With that, he recommends an annual PSA for every man age 50 or older, along with a digital rectal examination — DRE — as a part of a yearly physical examination. “If one has a family history of prostate cancer, it should be started at the age of 40.”

Treatment Options
Traditional and conventional treatment options for prostate cancer include radical prostatectomy — a surgical removal — or radiation therapy. Another option, robotic laparoscopic surgery, is known to alleviate complications and side effects typically related to major surgery.

“In radiation therapy, in addition to external beam therapy, seed implantation became popular, if the patient is a proper candidate,” explained Bahn, who has published many scientific articles relating to the diagnosis and treatment of prostate cancer.

Another treatment called cryotherapy — freezing the prostate using argon gas through needle-like probes via skin punctures — is considered a minimally-invasive procedure. “It is a good compromise between active surveillance (watchful waiting) and radical treatment options (radical surgery, radiation therapy, hormone therapy),” Bahn explained. “Our published data shows good cancer control and high rate of maintaining urinary continence and sexual function with focal therapy.”

Other common treatments include brachytherapy, which is a form of radiation in which tiny pellets containing radioactive material are implanted directly into the tumor-containing prostate, usually under ultrasound guidance. Another option called hormone deprivation therapy uses medications to suppress male hormone production from the body, based on the fact that the male hormone androgen is responsible for tumor growth.
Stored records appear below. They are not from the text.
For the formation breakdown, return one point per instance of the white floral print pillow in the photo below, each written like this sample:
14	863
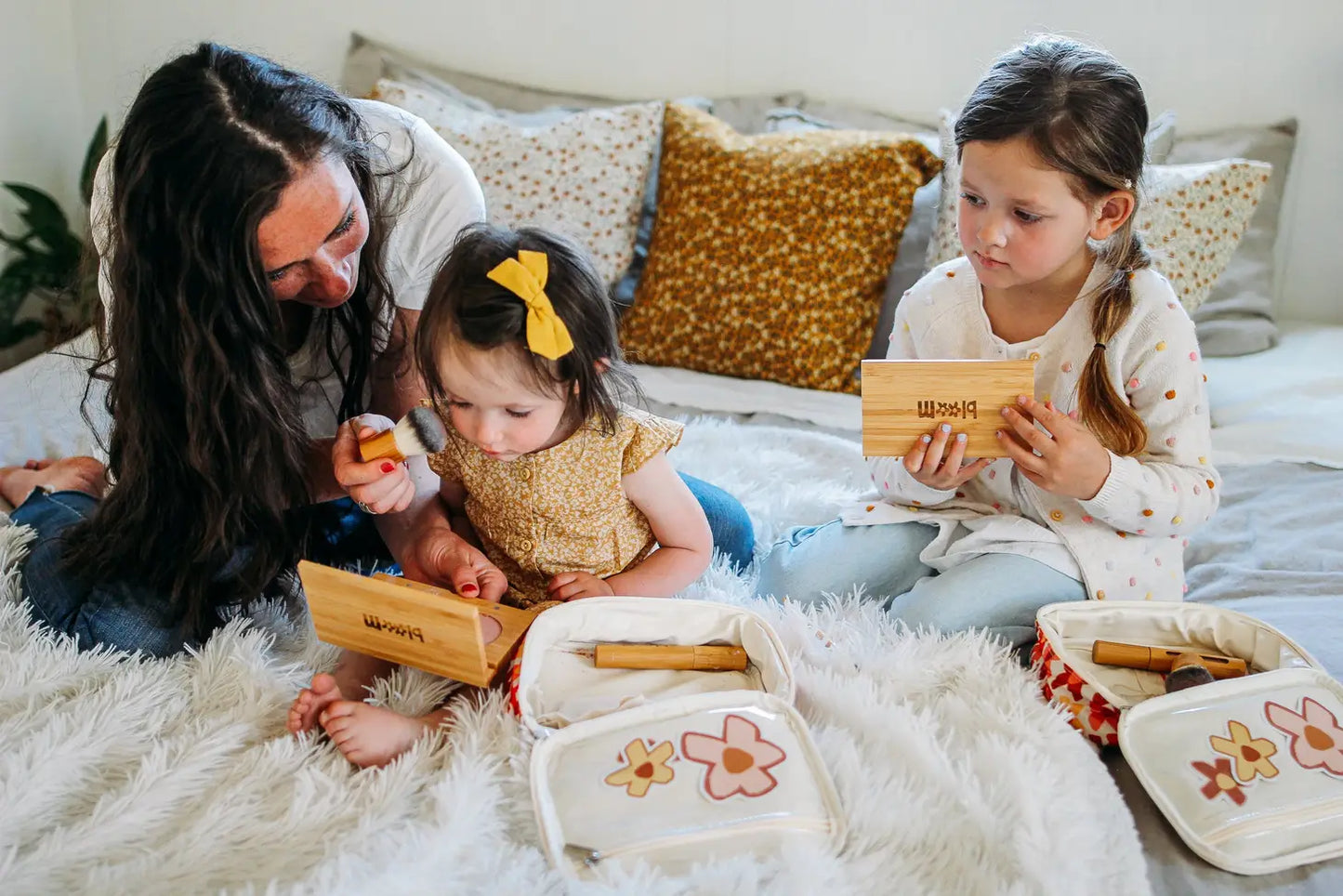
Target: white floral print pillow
582	174
1190	217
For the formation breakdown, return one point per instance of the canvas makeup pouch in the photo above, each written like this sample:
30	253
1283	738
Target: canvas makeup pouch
682	781
1248	770
669	767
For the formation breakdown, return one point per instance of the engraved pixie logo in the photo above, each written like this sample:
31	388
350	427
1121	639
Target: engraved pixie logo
965	410
410	633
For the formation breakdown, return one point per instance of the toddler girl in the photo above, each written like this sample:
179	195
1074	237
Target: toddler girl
555	488
1107	468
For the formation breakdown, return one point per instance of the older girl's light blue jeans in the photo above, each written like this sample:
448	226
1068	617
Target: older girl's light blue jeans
999	593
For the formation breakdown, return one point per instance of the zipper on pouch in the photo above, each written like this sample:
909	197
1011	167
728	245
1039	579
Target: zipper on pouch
1251	826
591	857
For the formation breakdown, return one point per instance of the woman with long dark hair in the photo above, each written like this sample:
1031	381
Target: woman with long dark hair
265	246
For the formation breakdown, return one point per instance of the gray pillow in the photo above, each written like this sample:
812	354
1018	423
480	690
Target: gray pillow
1237	317
367	60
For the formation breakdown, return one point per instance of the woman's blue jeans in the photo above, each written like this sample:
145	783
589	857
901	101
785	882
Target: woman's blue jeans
124	615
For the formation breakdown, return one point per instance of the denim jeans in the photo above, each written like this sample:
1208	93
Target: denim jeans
998	593
125	615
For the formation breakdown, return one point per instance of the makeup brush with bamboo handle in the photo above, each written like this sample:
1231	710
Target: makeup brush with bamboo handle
658	656
418	433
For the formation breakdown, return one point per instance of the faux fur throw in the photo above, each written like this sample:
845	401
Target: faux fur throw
120	774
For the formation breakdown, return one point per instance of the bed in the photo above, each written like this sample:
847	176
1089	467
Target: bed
1273	549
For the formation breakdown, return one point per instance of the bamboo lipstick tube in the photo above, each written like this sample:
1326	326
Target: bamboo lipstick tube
655	656
1134	656
375	448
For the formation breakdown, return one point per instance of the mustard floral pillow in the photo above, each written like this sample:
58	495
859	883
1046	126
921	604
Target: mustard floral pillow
770	253
582	174
1190	217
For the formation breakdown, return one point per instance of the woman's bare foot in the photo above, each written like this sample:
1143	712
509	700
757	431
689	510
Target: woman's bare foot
370	735
72	473
310	702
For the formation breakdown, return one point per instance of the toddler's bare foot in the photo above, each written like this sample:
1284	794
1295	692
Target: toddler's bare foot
370	735
72	473
310	702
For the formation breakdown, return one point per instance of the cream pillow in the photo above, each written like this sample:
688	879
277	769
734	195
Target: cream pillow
1190	217
582	174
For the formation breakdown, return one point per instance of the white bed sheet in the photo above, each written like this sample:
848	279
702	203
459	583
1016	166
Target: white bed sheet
1282	404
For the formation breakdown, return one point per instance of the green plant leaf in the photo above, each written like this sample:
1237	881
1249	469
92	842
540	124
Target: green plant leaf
42	214
15	334
97	148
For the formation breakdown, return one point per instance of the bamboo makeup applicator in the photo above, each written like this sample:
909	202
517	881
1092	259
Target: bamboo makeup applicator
418	433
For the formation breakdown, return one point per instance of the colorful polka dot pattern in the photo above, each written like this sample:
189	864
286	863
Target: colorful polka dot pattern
1192	217
582	175
770	253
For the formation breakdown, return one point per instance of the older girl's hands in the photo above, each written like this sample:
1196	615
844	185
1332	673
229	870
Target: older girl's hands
1068	460
932	465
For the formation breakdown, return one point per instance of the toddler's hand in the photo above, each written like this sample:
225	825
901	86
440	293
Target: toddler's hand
570	586
927	464
380	486
1067	460
442	557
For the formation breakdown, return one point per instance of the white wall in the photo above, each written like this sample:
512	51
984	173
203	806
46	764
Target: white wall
1216	62
42	126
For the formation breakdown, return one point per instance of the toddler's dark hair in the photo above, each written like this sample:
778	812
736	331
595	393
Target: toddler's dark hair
1086	116
465	304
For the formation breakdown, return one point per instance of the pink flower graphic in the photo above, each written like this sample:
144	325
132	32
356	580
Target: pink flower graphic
738	760
1316	738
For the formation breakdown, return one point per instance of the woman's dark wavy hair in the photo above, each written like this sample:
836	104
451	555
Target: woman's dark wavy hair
465	305
207	446
1086	116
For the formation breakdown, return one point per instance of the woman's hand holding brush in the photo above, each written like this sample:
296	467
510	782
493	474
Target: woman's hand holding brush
368	457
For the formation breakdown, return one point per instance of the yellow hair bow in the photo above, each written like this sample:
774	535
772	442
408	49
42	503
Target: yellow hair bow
525	277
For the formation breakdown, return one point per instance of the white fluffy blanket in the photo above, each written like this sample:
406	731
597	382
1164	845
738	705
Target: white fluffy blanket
168	777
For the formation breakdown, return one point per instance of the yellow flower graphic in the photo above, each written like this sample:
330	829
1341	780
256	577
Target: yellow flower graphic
645	769
1251	754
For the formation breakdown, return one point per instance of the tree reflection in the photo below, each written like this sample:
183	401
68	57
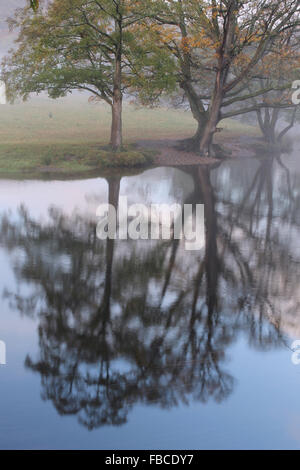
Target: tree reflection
122	322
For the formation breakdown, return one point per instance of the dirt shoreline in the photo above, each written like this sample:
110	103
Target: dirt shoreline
169	155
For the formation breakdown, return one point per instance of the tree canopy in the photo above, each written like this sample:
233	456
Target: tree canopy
221	55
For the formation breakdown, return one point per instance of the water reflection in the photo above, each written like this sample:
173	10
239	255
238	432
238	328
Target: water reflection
122	322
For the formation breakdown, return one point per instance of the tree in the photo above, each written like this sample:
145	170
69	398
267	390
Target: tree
70	45
218	46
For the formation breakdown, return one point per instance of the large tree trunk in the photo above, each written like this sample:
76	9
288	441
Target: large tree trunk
224	61
116	126
267	124
214	118
200	115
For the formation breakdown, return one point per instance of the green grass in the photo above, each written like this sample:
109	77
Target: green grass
68	135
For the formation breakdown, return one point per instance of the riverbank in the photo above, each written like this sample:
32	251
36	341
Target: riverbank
67	137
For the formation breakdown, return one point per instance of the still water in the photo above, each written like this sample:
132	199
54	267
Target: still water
142	344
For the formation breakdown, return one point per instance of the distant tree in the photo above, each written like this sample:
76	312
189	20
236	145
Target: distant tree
218	46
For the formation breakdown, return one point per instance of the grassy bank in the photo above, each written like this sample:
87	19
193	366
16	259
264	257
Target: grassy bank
68	136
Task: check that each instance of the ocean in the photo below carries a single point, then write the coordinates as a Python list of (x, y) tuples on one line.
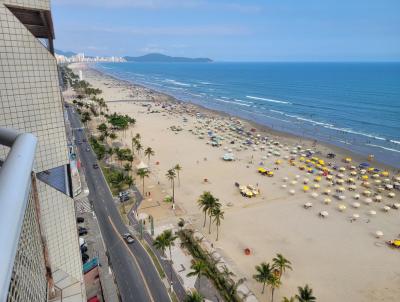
[(352, 105)]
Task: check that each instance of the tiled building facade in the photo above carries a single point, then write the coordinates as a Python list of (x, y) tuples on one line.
[(30, 101)]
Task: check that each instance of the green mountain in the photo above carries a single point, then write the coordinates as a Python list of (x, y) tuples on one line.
[(157, 57)]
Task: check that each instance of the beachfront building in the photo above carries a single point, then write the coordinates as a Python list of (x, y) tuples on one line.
[(49, 263)]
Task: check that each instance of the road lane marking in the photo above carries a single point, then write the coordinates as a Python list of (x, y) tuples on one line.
[(134, 258)]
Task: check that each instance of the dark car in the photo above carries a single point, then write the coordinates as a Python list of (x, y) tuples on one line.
[(128, 238), (85, 258), (82, 231)]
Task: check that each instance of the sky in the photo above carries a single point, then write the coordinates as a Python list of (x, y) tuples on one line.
[(247, 30)]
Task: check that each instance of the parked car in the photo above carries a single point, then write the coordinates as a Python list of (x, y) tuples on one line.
[(85, 258), (128, 238), (82, 231)]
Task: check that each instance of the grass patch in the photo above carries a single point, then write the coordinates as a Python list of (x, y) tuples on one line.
[(155, 260)]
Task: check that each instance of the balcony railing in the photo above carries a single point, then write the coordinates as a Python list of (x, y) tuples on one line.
[(15, 187)]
“We believe that a multidisciplinary and multi-team approach allows patients to have a full spectrum of knowledge and a complete understanding of the disease and the available treatment options,” Bahn said. “At each step of the treatment process, we strive to inform our patients in a way that alleviates the fear and anxiety often associated with prostate cancer.”

Ongoing Search for a Cure
Unfortunately, there is no panacea in prostate cancer treatment at this time. As a result, “the prostate should be carefully analyzed by color-Doppler transrectal ultrasound to further define the exact location and extent of the disease,” said Bahn, who is considered a pioneer in color-Doppler ultrasound as well as cryoablation therapy.

It may also be necessary for a patient to undergo other imaging studies, such as a CT, Bone Scan or MRI, to complete the investigation. “This is the only logical way to make a well-informed and educated decision as to treatment.”

Immune therapy and gene therapy trials are now underway, and there are also a few new drugs under investigation.

“The Prostate Institute of America is involved with multiple clinical trials,” Bahn said. “The most important trial underway is tumor immune therapy — that is cryotherapy with immune stimulation that works like a vaccine. We have FDA approval for this trial and are currently recruiting candidates.”

Ultimately, the mission of the Prostate Institute of America is to empower patients by noting the importance of early detection, and assisting them in making decisions for their care by providing the best possible information regarding their individual situation. “This approach allows the patient to have a full spectrum of knowledge and a complete understanding of the disease and treatment,” Bahn said.